Acatenango volcano (13045 ft / 3976m) is the third highest peak in Guatemala. Sometimes known as La Horqueta, it is one of three volcanoes overlooking Antigua, Guatemala, and is joined to its nearest neighbour – Volcan Fuego (Fire Volcano) by a short saddle. Fuego volcano is known for its frequent volcanic activity (both minor ash clouds and major eruptions) which can be clearly seen from the surrounding area, with a recent eruption in early 2015 which showered surrounding towns in layers of ash.
The Acatenango hike itself is not particularly long or strenuous – rather, it is the altitude which causes the greatest problems. Most people are likely to feel this, being extra tired and finding the hiking harder – and altitude sickness is also a real possibility. Unfortunately, like the other volcanoes around Antigua, Acatenango volcano has been known for serious robberies in the past and it is recommended to go with a tour group and security.
To climb Acatenango volcano we started at 6am from just outside Antigua, and quickly drove around the volcano to start the ascent from the far (Northern) side at a hamlet called Aldea de Soledad. Here there are small tiendas (shops) selling the typical supplies of a small Guatemalan village, but you would be wise to bring all ‘hiking’ food with you from Antigua.
Starting the hike, we climbed quickly through maize plantations. In the cool, clear morning air we could see as far as the volcanoes around Lago Attilan, about 30 miles away.
After a long, steep hike through farm land and then into pine forest and up switchbacks, the path split at a run down campsite where we took a short break. It is possible to break the Acatenango hike into a 2 days / 1 night trip and camp either here or further up at the saddle between the volcano’s two peaks. However, camping so high after so little acclimatization is not a good idea, and we figured that bringing the necessary equipment for a night at this altitude would be more of a hindrance.

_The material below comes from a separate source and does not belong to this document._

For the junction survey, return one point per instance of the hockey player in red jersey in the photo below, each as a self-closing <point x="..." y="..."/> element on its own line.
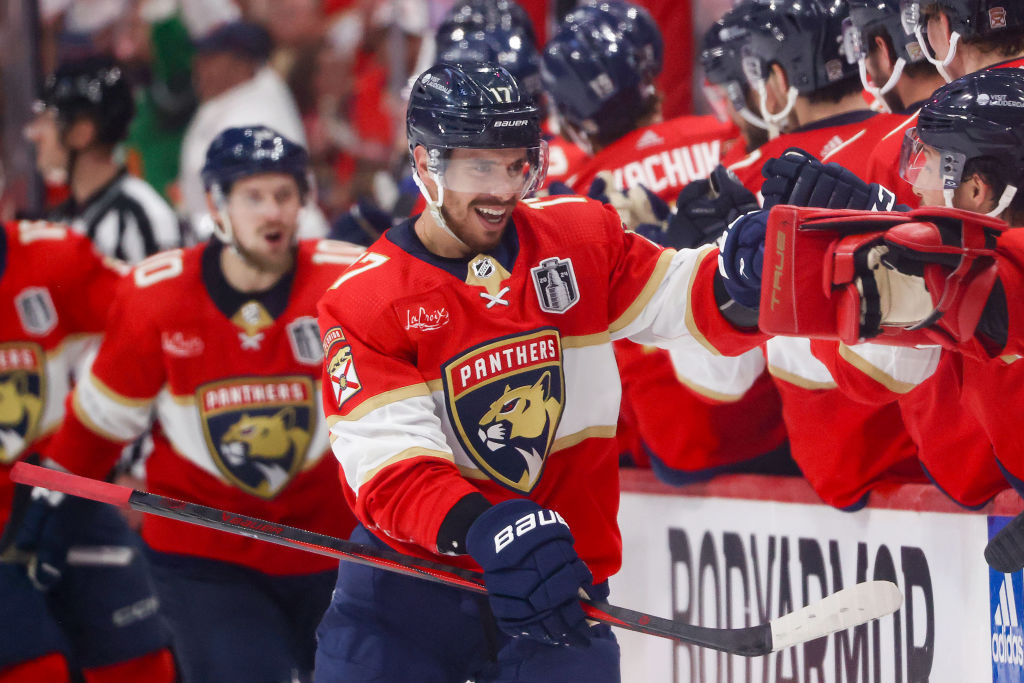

From the campsite there is a direct path which proceeds straight up Acatenango’s secondary peak, Yepocapa, also known as Las Tres Hermanas or the Three Sisters (3880m), and down the other side. Alternatively, there is an easier, flatter route with contours around Yepocapa and then joins with the first path in the saddle between the two peaks. Feeling the effects of altitude somewhat, we chose the latter.
Rounding Yepocapa, we were treated to magnificent views over Volcan Agua (Water volcano) across the valley, and down to the towns below – Antigua and Antigua Viejo. As the forest quickly changed to grassland and then dust, we climbed the short section to the saddle, ready to tackle the final summit climb.
Not a crater in the traditional sense, Acantenago’s large summit plateau is a peaceful, barren place. It reminded me of Armstrong’s words on the lunar surface – “It has a stark beauty all of its own”. On the north side of the ‘crater’ is the highest point, complete with a strange metal summit marker. From the plateau there are spectacular views for miles and, of course, a close up view of Volcan Fuego. The altitude (13045 ft / 3976m) really became visible for the first time – above the clouds, with unhindered views and cold air despite a fierce sun.
At that moment, just as we stepped foot on the summit, Volcan Fuego sent us a small reminder that Acatenango isn’t the only volcano in the area….at this distance Fuego’s ash cloud was already well into the air by the time the sound reached us. Fuego – only a few kilometres away – continued to belch ash at regular intervals the whole time we were on the summit (two weeks later it would erupt significantly, causing havoc in Antigua).
It is possible – sometimes – to descend Acatenango and climb Fuego (the path is clearly visible in the photo below). However, the hike takes several more hours and can be very dangerous. Even at this distance we could see huge boulders running down Fuego’s slopes every time it emitted an ash cloud.